Japón ha urgido nuevamente a Corea del Norte a cumplir lo pactado en 2014 y ofrecer información lo antes posible sobre los ciudadanos nipones secuestrados y retenidos por el régimen de los Kim en los años setenta y ochenta.

Ese ha sido el mensaje transmitido por el ministro de Exteriores japonés, Fumio Kishida, a su homólogo norcoreano, Ri Su-yong, según informó hoy la agencia Kyodo.

Ambos se reunieron la víspera en Kuala Lumpur (Malasia) al margen de los encuentros de la Asociación de Naciones del Sudeste Asiático (ASEAN) y sus socios regionales.

Kishida insistió en que Tokio quiere “implementar” el acuerdo alcanzado por ambos países en mayo del año pasado en una reunión bilateral celebrada en Estocolmo (Suecia).

Pyongyang se comprometió entonces a reabrir una investigación sobre estos secuestros a cambio de que Tokio levantara unas sanciones unilaterales que mantenía desde 2006, a causa de las pruebas de misiles y nucleares norcoreanas, en materia de desplazamientos y de envío de remesas entre ambos países.

Sin embargo, Corea del Norte aún no ha ofrecido información a Japón un año después de comprometerse a analizar los casos, y ha pedido más tiempo para investigar.

Tras el encuentro del jueves, Kishida dijo que Ri le aseguró que Pyongyang lleva a cabo las pesquisas “concienzudamente” según lo acordado en Estocolmo y que Tokio tendrá la información.

Japón sostiene que entre 1977 y 1983 al menos 17 japoneses fueron secuestrados por Corea del Norte para sustraer sus identidades o para que impartieran lecciones de cultura e idioma en sus programas de adiestramiento de espías.

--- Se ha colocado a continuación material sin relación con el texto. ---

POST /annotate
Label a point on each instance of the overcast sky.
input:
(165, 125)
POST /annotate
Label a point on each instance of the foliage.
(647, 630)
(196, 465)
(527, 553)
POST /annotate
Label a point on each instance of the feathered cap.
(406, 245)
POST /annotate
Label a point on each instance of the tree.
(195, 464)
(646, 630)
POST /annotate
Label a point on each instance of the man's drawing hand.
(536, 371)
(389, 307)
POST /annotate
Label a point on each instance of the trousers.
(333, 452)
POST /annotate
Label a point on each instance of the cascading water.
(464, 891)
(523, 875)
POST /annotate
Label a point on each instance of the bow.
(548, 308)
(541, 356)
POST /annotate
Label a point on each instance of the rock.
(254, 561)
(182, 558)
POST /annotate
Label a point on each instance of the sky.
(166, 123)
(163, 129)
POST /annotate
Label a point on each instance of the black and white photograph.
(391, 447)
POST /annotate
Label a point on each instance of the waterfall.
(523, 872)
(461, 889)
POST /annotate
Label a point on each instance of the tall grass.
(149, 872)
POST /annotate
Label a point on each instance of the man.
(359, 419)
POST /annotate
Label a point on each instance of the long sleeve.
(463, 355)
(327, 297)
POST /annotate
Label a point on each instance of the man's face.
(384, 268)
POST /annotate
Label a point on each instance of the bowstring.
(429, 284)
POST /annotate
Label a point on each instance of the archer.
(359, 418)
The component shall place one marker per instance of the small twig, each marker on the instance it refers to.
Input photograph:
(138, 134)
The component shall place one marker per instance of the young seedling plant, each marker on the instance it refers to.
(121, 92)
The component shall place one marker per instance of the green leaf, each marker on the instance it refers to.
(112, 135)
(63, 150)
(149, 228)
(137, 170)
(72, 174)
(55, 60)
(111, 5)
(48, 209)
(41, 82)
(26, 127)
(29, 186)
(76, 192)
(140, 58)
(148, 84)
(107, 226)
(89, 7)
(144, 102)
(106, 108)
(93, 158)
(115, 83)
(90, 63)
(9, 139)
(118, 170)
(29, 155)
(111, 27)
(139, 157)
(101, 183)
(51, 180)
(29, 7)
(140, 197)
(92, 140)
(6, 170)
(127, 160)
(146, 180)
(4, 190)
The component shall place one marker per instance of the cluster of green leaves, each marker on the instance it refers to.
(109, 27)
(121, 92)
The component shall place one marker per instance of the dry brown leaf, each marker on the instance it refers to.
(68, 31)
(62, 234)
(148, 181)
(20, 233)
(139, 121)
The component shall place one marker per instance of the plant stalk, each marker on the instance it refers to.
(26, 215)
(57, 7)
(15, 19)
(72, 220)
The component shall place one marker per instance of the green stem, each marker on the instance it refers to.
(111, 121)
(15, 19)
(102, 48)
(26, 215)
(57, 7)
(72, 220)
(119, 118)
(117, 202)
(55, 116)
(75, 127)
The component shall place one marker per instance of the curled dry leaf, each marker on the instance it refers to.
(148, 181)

En 2002 Pyongyang reconoció varios de los secuestros y devolvió a cinco personas a Japón, aunque afirmó que los doce restantes o fallecieron o nunca pisaron suelo norcoreano, un relato cargado de inconsistencias del que desconfía el Ejecutivo japonés.

La resolución de estos secuestros representa el principal escollo para que Tokio y Pyongyang, que no mantienen relaciones diplomáticas, puedan normalizar sus vínculos. (EFE)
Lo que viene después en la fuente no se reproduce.